From: Yuan Fu<casouri@gmail.com>
Date: Wed, 12 Jul 2023 14:11:14 -0700
Cc: Eli Zaretskii<eliz@gnu.org>,
64420@debbugs.gnu.org
Here’s what I know: In a CJK “context”, “…” is supposed to be one ideograph
wide (like all CJK punctuation), ie, width=2.
However, it’s not as simple as “they used the wrong font”, because both Latin
and CJK use the same Unicode code point for “…”, but expect different glyphs.
In publication, this is solved by manually marking the text with style or font,
so the software uses the desired glyph.

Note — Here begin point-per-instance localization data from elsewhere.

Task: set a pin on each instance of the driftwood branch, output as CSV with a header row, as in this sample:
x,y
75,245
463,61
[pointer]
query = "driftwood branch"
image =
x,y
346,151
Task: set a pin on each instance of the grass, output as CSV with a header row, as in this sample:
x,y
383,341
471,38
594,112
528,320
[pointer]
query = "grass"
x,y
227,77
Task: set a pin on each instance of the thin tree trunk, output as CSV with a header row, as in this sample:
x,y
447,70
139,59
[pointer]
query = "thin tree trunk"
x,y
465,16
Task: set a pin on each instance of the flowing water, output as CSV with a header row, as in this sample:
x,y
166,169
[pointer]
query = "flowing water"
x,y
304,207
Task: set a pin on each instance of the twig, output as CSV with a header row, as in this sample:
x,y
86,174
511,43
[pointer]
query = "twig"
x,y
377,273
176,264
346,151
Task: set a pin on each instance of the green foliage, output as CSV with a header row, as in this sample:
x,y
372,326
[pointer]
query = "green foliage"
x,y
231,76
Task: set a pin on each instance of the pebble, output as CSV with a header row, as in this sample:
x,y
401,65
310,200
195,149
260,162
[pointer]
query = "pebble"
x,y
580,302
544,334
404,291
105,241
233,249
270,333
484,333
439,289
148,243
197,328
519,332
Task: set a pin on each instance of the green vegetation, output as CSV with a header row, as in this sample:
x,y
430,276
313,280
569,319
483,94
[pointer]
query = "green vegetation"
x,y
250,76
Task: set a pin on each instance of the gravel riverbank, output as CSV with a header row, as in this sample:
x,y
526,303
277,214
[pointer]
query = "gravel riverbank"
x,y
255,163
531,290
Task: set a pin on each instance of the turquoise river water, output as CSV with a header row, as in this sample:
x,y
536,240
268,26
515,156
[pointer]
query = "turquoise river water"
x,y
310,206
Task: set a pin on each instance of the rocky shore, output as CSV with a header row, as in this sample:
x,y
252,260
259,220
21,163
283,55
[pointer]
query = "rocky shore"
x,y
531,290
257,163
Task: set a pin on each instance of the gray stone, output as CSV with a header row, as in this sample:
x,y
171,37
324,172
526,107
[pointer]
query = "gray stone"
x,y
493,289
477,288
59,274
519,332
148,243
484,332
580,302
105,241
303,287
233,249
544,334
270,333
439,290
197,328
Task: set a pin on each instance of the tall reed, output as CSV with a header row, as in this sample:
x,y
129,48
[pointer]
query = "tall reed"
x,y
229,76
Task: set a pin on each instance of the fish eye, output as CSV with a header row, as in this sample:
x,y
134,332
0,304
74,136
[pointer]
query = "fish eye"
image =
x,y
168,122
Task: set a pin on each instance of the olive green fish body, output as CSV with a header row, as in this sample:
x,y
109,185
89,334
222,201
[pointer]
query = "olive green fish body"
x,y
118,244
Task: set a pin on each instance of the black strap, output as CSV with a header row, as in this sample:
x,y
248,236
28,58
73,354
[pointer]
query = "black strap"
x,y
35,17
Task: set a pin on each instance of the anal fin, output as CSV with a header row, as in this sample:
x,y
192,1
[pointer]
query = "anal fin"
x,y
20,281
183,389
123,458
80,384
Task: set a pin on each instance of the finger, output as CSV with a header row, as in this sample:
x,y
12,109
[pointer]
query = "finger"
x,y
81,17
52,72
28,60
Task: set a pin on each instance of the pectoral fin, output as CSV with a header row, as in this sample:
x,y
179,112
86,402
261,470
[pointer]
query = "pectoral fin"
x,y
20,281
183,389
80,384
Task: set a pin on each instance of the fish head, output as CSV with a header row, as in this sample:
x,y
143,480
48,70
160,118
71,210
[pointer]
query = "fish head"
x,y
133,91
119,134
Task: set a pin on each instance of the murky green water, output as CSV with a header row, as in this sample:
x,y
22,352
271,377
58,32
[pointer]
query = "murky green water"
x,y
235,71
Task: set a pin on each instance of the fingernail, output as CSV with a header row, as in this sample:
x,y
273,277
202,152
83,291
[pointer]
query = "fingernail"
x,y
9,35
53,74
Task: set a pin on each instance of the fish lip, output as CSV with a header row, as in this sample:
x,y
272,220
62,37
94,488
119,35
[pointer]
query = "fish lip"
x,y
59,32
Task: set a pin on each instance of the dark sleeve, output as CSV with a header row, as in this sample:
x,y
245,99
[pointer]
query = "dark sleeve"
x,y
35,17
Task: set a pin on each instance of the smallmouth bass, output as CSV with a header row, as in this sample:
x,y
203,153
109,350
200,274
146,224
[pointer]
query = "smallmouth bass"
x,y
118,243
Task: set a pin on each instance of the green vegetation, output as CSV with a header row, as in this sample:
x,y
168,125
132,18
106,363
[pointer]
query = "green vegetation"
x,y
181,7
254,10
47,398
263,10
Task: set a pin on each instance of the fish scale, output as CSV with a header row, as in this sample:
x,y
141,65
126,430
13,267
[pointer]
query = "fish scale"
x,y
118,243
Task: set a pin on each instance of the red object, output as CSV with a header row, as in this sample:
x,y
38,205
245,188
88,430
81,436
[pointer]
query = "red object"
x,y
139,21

Terminals and editors don’t have this
luxury.
BTW it’s not just ellipses, CJK and Latin shares the same code points for
quotes, em dash and middle dot while expecting different glyphs for them.
Since most terminal and editor (especially terminal) quires ASCII/Latin font
before falling back to CJK fonts, I expect most terminal and editor to show the
Latin glyph for “…” (width=1) most of the time.
So practically, it would be correct most of the time if we assume the following
code points have a width of 1, regardless of locale:
– HORIZONTAL ELLIPSIS …
– LEFT/RIGHT DOUBLE QUOTATION MARK “”
– LEFT/RIGHT SINGLE QUOTATION MARK ‘’
– EM DASH —
– MIDDLE DOT ·
But obviously if someone configures their terminal or editor to use CJK font
first, these characters MIGHT have width = 2. I said MIGHT because there are
plenty CJK fonts that uses the 1-width Latin glyph for these characters by
default.
It might be helpful to have a wrapper string-width that considers heuristics
like this, while string-width goes strictly by Unicode and locale.